基于文本数据的三方决策及其在市场监管中的应用

在人工智能时代，对意见书数据进行文本分类，可以帮助证券交易所预测意见书的回复状态，提高市场监管效率。本文提出了一种基于词嵌入和聚合函数（AF）的三向分类器WE-AF-TWC，用于利用中国上市公司年报文本信息进行多标签分类。首先，我们引入经典的Word2Vec算法，从每个文本的潜在信息中提取数学值。随后，我们开发了一种具有幂等性质的AF作为稳定融合多词向量和生成模糊关系矩阵的数学工具，并讨论了它的几个性质。最后，引入参数化构造形式来构造三向决策空间，形式化地模拟人类决策逻辑，并通过训练最优决策区域进一步提高分类性能。特别是，WE-AF-TWC的性能在人工管理的中国市场监管CL响应数据集（称为CNletters）上进行了验证，该数据集包含5,727条记录，以及三个常用的公共数据集。实验结果表明，WE-AF-TWC不仅在CL文本分类任务中表现出准确性和鲁棒性，而且在多场景应用中也表现出优异的性能。具体而言，在cn字母上，WE-AF-TWC的加权精度为82.76%，优于几种最先进的分类器。在sciite上，与三种高级分类器相比，WE-AF-TWC的加权精度分别提高了6.60%、0.50%和1.80%。同样，在AGNews和PubMed 200k RCT上，相应的改进分别为1.95%、1.02%、0.03%和8.93%、0.34%、1.56%。
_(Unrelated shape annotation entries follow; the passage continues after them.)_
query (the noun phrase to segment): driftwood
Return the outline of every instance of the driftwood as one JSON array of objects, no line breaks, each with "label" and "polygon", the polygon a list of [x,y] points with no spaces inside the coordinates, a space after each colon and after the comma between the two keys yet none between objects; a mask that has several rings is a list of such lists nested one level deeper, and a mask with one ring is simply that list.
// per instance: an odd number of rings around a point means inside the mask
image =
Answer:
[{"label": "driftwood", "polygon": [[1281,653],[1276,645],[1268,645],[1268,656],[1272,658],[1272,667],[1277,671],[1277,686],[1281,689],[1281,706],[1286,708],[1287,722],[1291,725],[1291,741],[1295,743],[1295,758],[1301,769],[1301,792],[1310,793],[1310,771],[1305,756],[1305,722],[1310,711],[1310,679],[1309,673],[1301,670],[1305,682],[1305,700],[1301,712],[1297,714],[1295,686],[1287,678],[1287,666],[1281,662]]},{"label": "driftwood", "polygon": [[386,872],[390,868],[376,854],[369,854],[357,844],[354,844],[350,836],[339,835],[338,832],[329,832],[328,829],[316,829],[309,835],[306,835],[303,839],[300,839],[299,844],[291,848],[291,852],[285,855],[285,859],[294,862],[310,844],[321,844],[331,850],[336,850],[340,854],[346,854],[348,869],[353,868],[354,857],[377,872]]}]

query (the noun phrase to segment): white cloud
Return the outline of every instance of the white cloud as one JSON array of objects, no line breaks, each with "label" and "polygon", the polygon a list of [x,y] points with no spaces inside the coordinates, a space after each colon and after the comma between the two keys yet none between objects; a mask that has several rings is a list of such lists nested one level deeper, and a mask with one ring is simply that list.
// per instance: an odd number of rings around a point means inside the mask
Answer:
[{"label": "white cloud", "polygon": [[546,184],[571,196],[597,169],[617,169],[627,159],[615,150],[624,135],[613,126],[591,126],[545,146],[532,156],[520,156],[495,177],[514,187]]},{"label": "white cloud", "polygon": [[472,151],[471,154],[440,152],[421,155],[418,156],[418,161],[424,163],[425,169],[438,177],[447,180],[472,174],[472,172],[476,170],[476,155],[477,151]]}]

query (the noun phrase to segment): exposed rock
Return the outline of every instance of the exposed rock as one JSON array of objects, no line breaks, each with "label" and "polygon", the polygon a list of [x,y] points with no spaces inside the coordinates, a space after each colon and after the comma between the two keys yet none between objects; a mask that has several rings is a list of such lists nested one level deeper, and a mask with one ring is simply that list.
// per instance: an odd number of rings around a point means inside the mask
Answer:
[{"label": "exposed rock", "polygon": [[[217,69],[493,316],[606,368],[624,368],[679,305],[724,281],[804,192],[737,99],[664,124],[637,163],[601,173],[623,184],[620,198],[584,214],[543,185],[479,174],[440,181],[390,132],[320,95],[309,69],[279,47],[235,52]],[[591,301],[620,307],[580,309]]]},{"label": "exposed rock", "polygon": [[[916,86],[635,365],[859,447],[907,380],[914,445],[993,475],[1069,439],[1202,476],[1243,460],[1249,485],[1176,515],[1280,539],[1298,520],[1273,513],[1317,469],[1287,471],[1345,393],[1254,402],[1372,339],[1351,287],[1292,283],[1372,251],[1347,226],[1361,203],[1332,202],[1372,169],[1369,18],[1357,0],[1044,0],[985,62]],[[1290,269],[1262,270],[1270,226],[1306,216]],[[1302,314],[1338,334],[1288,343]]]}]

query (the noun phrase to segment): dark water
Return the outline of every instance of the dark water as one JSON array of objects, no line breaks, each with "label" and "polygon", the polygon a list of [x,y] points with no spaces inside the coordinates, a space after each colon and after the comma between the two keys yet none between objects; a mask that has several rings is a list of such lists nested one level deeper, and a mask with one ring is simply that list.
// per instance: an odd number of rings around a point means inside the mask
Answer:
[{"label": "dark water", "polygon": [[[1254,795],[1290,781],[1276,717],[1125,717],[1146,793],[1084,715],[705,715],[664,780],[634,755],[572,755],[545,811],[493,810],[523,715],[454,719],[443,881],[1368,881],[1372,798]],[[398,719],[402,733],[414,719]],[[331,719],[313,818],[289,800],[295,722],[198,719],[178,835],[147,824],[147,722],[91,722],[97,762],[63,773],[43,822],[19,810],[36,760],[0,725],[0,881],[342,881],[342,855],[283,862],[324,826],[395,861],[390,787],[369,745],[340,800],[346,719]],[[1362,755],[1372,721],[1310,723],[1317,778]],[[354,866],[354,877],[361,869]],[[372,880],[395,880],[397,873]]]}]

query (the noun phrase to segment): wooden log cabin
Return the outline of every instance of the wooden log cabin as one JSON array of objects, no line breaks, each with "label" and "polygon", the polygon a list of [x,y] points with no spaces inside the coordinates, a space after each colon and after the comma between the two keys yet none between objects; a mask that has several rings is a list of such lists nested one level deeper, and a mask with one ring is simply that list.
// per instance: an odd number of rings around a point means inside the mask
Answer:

本文章由计算机程序翻译，如有差异，请以英文原文为准。

求助全文

约1分钟内获得全文求助全文

来源期刊

Information Processing & Management 工程技术-计算机：信息系统

CiteScore

17.00

自引率

11.60%

发文量

276

审稿时长

39 days

期刊介绍： Information Processing and Management is dedicated to publishing cutting-edge original research at the convergence of computing and information science. Our scope encompasses theory, methods, and applications across various domains, including advertising, business, health, information science, information technology marketing, and social computing. We aim to cater to the interests of both primary researchers and practitioners by offering an effective platform for the timely dissemination of advanced and topical issues in this interdisciplinary field. The journal places particular emphasis on original research articles, research survey articles, research method articles, and articles addressing critical applications of research. Join us in advancing knowledge and innovation at the intersection of computing and information science.